Mit der Auswertung des bei Kienle sichergestellten Beweismaterials nehmen die Ermittlungen jetzt wohl erst richtig Fahrt auf. Es bleibt abzuwarten, welche Details dadurch in nächster Zukunft ans Licht gespült werden. Und vor allem, welchen mittelfristigen Effekt die daraus gewonnenen Kenntnisse auf den Markt der Hochpreis-Oldtimer vom Schlage eines Mercedes-Benz 300 SL haben werden. Derzeit wird der berühmte Sportwagen mit dem Werkskürzel W 198 zwischen etwa 1,25 und 1,75 Millionen Schweizer Franken (ca. 1,3 bis 1,8 Millionen Euro) gehandelt.
Interessant ist zunächst, dass das Landeskriminalamt Baden-Württemberg am Tag der Durchsuchungen verlautbaren liess, potentielle Geschädigte könnten sich direkt an die Ermittlungsbehörde wenden. Die E-Mail-Adresse lautet [email protected].
Derweil schnellen die Klickzahlen eines YouTube-Videos des Südwestrundfunks Deutschlands (SWR) aus dem Jahr 2021 über die Restaurierungspraktiken der Firma Kienle in die Höhe. "Auch die Seele der Prachtstücke muss erhalten bleiben.", heisst es darin voller blumiger Pathetik. "Die Seele des Autos ist halt immer, wenn so viel wie möglich original bleibt.", behauptet Firmensenior Klaus Kienle (heute 76) darin seinen liebenswerten Authentizitätsanspruch.
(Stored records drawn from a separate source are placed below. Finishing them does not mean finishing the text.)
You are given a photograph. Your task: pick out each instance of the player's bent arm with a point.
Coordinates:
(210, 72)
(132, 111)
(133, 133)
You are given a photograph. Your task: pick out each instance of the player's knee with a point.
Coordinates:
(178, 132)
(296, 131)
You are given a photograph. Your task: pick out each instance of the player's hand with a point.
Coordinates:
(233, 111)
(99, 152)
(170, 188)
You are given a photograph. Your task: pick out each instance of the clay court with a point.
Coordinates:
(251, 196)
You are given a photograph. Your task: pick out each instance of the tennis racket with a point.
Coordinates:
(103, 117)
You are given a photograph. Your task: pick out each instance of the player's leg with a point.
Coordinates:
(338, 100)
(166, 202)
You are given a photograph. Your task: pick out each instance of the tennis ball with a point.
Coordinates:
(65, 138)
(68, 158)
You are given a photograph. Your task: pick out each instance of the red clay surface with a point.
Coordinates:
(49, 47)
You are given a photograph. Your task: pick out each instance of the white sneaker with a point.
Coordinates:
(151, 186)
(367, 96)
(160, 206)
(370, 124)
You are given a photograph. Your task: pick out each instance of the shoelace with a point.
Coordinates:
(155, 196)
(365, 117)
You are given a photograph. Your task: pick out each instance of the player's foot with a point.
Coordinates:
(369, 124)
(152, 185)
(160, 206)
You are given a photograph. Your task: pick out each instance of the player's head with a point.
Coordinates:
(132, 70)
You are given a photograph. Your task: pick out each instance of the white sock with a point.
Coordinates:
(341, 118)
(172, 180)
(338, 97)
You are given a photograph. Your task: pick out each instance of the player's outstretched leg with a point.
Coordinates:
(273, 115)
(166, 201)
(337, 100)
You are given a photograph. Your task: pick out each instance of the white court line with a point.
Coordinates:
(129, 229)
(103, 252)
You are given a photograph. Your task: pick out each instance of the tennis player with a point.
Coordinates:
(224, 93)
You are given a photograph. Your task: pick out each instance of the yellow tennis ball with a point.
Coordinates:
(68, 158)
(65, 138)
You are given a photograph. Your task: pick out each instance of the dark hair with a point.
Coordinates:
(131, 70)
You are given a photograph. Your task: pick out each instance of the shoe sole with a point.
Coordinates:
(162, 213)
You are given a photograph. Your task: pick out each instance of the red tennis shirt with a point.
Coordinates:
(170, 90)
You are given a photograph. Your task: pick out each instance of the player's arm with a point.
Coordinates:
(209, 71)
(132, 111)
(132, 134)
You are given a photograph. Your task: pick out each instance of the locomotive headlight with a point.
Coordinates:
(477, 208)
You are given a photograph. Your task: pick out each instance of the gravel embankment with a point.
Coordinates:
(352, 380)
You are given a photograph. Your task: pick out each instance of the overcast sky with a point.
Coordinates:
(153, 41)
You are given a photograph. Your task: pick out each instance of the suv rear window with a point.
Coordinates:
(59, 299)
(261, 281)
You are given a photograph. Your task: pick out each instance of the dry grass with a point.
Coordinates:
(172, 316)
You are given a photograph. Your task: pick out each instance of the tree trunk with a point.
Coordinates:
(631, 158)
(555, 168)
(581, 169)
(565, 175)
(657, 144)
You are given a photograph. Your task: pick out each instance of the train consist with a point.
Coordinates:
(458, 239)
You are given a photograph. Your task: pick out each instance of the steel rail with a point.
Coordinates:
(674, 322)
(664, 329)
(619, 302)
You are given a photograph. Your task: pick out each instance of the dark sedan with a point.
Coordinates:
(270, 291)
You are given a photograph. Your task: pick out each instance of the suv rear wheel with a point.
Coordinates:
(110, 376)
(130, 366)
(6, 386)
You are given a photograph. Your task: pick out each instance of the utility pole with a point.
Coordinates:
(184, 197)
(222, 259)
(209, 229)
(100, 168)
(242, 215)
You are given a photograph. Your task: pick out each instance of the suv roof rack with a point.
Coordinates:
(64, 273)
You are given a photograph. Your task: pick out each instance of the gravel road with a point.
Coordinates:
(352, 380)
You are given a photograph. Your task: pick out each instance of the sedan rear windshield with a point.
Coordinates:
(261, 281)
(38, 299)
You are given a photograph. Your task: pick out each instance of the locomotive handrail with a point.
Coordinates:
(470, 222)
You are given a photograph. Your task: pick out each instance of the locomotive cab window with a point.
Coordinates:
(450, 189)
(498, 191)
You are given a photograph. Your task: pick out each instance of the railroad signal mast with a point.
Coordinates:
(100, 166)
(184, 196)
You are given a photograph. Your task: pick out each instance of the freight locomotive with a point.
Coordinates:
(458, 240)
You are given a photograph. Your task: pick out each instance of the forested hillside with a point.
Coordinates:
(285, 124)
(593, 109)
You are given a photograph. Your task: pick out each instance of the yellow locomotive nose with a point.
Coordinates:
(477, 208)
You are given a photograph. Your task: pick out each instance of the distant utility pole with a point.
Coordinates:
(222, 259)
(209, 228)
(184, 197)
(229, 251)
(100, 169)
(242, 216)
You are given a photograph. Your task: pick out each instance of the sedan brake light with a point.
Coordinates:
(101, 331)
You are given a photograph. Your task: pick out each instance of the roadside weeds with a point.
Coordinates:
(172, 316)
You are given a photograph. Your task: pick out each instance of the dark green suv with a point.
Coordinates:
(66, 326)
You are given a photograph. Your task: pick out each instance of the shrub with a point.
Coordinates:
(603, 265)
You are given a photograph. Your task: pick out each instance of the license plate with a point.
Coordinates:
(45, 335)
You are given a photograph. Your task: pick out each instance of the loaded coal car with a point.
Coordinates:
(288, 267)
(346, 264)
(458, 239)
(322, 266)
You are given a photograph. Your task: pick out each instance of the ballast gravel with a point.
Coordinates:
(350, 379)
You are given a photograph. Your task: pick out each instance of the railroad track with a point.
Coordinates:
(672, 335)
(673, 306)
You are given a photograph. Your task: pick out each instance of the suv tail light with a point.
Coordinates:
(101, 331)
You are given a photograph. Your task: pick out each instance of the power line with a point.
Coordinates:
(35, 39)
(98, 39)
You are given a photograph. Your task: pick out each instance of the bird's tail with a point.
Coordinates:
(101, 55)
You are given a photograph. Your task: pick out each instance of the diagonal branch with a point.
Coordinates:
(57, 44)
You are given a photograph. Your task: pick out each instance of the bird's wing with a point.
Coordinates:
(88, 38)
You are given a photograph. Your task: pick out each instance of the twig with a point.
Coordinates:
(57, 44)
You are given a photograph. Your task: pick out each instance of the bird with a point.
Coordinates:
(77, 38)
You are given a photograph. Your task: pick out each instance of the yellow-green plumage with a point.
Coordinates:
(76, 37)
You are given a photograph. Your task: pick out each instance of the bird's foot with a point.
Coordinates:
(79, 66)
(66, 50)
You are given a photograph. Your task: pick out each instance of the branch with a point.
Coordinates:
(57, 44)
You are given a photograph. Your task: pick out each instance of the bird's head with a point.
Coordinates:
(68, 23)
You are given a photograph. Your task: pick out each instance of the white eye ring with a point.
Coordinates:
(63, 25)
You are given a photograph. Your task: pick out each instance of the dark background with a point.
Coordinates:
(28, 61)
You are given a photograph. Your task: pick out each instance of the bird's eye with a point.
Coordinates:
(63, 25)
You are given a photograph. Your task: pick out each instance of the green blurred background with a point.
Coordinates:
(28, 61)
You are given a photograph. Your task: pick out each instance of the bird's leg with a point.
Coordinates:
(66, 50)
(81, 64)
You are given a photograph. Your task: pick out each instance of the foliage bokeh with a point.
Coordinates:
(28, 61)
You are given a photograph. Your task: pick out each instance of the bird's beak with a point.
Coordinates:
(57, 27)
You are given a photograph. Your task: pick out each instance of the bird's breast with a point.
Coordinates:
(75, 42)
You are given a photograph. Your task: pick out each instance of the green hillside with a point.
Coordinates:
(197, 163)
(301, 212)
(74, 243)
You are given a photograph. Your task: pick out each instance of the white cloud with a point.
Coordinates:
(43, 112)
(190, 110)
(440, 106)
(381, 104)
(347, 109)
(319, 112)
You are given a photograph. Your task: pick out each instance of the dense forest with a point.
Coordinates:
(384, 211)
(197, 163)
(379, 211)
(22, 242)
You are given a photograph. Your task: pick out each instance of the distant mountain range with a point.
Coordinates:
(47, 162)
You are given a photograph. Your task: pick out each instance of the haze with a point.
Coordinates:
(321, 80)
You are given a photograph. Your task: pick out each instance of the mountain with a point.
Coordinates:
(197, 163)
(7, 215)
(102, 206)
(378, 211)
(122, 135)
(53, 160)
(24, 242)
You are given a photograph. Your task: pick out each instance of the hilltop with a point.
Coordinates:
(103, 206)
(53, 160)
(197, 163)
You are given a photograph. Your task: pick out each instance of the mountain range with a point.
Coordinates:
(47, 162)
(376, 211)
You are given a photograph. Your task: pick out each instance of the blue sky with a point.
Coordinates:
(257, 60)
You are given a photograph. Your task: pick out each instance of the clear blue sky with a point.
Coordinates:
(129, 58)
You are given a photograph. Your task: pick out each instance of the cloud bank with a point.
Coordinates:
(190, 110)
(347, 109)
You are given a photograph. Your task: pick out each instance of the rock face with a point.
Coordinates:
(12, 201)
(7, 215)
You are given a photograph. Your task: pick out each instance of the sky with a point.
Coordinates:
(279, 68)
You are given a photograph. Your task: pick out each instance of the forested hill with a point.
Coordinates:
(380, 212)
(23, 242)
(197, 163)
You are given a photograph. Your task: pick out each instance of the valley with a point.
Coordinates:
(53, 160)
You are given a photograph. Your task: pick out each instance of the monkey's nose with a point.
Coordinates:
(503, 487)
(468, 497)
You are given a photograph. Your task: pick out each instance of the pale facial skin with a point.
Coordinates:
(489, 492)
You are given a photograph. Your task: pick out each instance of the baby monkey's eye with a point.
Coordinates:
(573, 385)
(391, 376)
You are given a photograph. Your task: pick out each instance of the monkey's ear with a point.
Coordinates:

Ein ethisches Bekenntnis, das sich aufgrund der aktuellen Entwicklungen als Etikettenschwindel offenbart und nunmehr als Etagenwitz in der Veteranenszene etablieren dürfte. Zumal der Off-Sprecher des TV-Beitrags hinterher erklärt, dass Kienle über das weltweit grösste Ersatzteillager für derartige Baureihen verfügt.